It’s officially been one week since I came home from a Vipassana Meditation Course. It was the most difficult thing I have ever done and I’m proud of myself for seeing it through. But would I recommend it? As someone who believes that growth entails you constantly challenging yourself, I’m going to say yes. But here are a few tips:

Don’t quit.  After you have made the decision to go, stick with it. If you drop out halfway the blame would most likely fall onto your ego. Not quitting is going to be hard. If it’s not the constant sitting and physical constraints, it may be the obedience to authority or discipline you can’t handle. When the technique starts losing its credibility, then you’ll start putting your faith in the theory and soon enough that will also lose all credibility too and you will have find that there is nothing keeping you here except a decision you made because you thought “Why not?” Tell yourself a decision is a decision. Honestly, the only thing keeping me was my stubbornness. I had to convince my parents that this wasn’t some sort of religious cult and by Day 8, I was pretty convinced it was. I didn’t want to hear them say “I told you so” so I toughed it out. And I’m glad I did.
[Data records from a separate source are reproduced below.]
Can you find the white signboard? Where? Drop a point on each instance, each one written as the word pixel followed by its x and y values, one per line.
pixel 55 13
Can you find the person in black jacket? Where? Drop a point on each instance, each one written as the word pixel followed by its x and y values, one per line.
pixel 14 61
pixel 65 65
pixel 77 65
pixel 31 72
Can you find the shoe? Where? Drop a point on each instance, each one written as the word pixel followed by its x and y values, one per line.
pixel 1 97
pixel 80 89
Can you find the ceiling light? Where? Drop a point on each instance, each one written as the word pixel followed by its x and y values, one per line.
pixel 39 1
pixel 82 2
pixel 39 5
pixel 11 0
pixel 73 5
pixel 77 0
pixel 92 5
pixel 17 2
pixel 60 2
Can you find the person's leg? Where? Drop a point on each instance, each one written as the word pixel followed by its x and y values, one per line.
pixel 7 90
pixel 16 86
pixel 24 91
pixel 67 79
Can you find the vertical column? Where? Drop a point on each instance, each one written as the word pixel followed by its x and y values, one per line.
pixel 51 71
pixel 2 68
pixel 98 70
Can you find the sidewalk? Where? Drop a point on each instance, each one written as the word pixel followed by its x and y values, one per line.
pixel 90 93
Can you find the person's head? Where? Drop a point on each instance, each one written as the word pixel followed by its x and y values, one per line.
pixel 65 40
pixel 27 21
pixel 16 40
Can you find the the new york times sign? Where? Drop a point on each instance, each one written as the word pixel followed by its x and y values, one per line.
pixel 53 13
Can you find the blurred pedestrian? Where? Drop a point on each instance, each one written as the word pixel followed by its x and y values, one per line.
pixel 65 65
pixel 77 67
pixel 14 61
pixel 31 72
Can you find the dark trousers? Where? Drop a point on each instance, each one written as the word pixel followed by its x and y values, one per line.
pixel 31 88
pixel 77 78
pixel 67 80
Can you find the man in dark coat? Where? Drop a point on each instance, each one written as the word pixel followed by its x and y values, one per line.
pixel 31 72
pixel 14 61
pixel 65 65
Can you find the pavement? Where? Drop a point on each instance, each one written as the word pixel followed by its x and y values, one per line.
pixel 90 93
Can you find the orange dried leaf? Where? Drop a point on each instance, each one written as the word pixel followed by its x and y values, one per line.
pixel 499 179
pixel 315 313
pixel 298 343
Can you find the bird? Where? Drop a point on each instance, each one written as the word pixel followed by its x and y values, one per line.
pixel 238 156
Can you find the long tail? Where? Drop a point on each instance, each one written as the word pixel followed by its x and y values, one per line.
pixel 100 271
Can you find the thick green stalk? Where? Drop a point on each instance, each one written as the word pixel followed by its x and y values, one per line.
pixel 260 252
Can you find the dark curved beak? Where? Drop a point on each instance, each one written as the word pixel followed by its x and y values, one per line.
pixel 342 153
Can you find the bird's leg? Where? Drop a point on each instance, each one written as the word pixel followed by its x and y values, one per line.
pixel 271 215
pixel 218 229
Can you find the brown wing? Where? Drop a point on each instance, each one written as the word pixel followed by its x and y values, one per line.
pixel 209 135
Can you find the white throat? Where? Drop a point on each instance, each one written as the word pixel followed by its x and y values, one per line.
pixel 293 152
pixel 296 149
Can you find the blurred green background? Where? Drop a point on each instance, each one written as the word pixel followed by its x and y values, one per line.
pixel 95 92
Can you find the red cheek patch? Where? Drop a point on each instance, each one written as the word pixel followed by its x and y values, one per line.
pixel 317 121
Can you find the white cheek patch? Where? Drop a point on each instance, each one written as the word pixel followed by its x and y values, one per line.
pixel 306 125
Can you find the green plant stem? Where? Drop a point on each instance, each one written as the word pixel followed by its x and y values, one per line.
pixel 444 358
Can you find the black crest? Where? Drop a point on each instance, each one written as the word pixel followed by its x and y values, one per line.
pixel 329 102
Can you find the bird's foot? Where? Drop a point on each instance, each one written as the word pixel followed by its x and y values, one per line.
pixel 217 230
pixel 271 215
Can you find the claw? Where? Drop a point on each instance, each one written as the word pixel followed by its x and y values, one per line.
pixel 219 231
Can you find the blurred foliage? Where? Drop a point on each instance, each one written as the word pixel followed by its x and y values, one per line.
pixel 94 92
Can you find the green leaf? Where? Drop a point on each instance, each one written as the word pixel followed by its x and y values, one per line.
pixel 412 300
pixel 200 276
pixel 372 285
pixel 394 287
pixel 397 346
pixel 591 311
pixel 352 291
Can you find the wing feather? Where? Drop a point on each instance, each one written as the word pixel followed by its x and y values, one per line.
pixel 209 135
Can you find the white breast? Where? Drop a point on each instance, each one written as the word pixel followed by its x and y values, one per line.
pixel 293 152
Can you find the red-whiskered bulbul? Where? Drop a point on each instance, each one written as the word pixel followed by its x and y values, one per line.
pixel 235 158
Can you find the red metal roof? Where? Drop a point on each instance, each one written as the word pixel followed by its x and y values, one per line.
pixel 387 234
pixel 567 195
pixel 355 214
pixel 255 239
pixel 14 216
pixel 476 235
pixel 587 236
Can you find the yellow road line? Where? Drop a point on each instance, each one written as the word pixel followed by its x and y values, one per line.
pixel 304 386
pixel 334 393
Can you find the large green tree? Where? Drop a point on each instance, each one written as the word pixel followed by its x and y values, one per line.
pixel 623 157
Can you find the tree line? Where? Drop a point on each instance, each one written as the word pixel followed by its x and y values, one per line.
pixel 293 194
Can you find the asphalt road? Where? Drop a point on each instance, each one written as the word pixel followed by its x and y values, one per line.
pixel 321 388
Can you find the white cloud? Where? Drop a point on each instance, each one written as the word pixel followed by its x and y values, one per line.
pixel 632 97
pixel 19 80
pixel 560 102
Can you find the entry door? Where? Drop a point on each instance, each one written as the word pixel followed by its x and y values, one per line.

Realize that they aren’t kidding around when they say to surrender yourself to the technique. Don’t rationalize it or intellectualize the practice. I know this is impossible but keep telling yourself over and over that you are smart enough to not get brainwashed and after 10 days, you have a choice whether to implement this technique in your life. I didn’t really give it a fair trial because I couldn’t shut off that skeptical voice in my head. But I still learnt a lot. These were all tidbits I knew (change is an absolute, your mind is powerful etc.) but things I always seemed to forget when cravings and aversions arose. Now, these core truths have evolved into their own filter system for what feelings linger in my head.

You have to deal with a train wreck of thoughts during each meditation and sometimes after the hour is over, you’re left feeling worse than when you began. I didn’t start feeling “light” until about Day 8 and even then, it was short lived. But everyone’s experience is different because every mind is different but know that seldom does anyone say they felt pleasant during any of the days besides Day 10 and that’s largely due to the torture finally being over.

Be prepared to question everything. You will wonder if this retreat is a valid spiritual experience considering it’s induced by manipulating the mind. Is it all just psychological tricks? Is the technique not working because your chakras are blocked? Are you doing this simply to feed your ego? Is your ego making you runaway? Don’t let any of these mental conundrums convince you to leave.

Try not to be averse to the regulations and theory. You can teach someone math but unless they are open to learning it, you can sit in a classroom for a year and learn nothing. Defiance of authority and instinctual judgement is something that I’ve seen in a mostly beneficial limelight as it entails individualism and non-sheeple behavior but it became clear to me that it often has to do with the ego as well. Don’t confuse discipline with authority. Not all rules are detrimental. Tell yourself that you can’t possibly make a thorough, intelligent judgement without seeing and experiencing the totality of the course.

The worst part is the isolation. Even if you don’t speak all day, you read or watch something to communicate with the outside world. Growing up in a family of 7, I seldom keep quiet for even an hour. I think you really do come face to face with your inner demons doing Vipassana simply because you can’t  ignore, express or distract yourself from them. You’d think you’d explode if feelings do not have an outlet. But Vipassana teaches you how to change your reaction, the preliminary filter system that dictates what lingers in your head and what doesn’t, so that it never needs to be released. It’s tough to get the hang of but when you do, the freedom you feel from your own emotions is liberating.

I think the environment and over-exaggeration about how much humans suffer to the point where “our lives are full of misery” isn’t entirely a bad thing because it stresses you out which in turn, puts a bigger boulder of cravings/aversions on your shoulder that you have to learn to not react to. The course is tiring and monotonous so you need persistence but also patience when the emotional roller coasters start coming in. There are days I bawled and I had no idea why. You are messing with layers of your mind so expect to be rattled over and over. But if you have the self-discipline to finish the course there is nothing you can’t do.